The order stems from an action that began as a qui tam whistleblower suit in the U.S. District Court for the Southern District of New York. The case was subsequently taken over by the U.S. Attorneys for the Southern Districts of Texas and New York, and was then transferred to Texas.
The action relates to the mortgage companies’ and their CEO’s participation in the Department of Housing and Urban Development’s (HUD) Federal Housing Administration (FHA) mortgage insurance program. The Government alleged that the companies and their CEO violated various FHA guidelines in underwriting and originating FHA loans (reckless underwriting), and in certifying compliance with the FHA program (annual certifications).
In November 2016, a jury awarded the Government over $92 million in damages based on the FCA and FIRREA claims. The defendants subsequently filed a renewed motion for judgment as a matter of law (JMOL) and for a new trial. The Government moved for treble damages under the FCA and civil penalties under the FCA and FIRREA.
On September 14, U.S. District Judge George C. Hanks, Jr. denied the defendants’ motions and granted the Government’s motion for damages, penalties, and judgment. Judge Hanks found that sufficientt evidence was presented to warrant treble damages and civil penalties. He awarded $256,837,929 in FCA treble damages and $11,920,000 in civil penalties for the recklesss underwriting claims, and $22,110,396 in FCA treble damages and $1,030,000 in civil penalties for the annual certification claims. He also awarded $2,200,000 in FIRREA penalties against each of the three defendants, including the CEO.
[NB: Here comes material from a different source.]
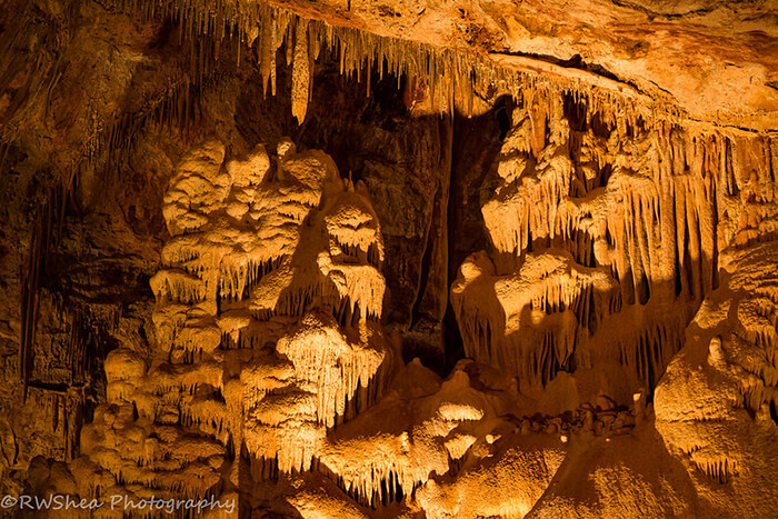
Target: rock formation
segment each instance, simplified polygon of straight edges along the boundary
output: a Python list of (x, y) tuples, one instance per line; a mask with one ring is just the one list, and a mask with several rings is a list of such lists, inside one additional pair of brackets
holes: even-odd
[(0, 507), (775, 513), (776, 19), (0, 6)]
The court ruled that defendants’ actions justified damages and civil penalties on the “high end” of the FCA’s and FIRREA’s spectrum because it found that defendants “engaged in a prolonged consistent enterprise of defrauding the United States,” rather than “isolated or occasional mistake[s].” Judge Hanks also found that defendants’ actions amounted to a “campaign of subterfuge and noncompliance,” and defendants Direct Endorsement (DE) Program was “custom-designed to flout” the FHA program itself.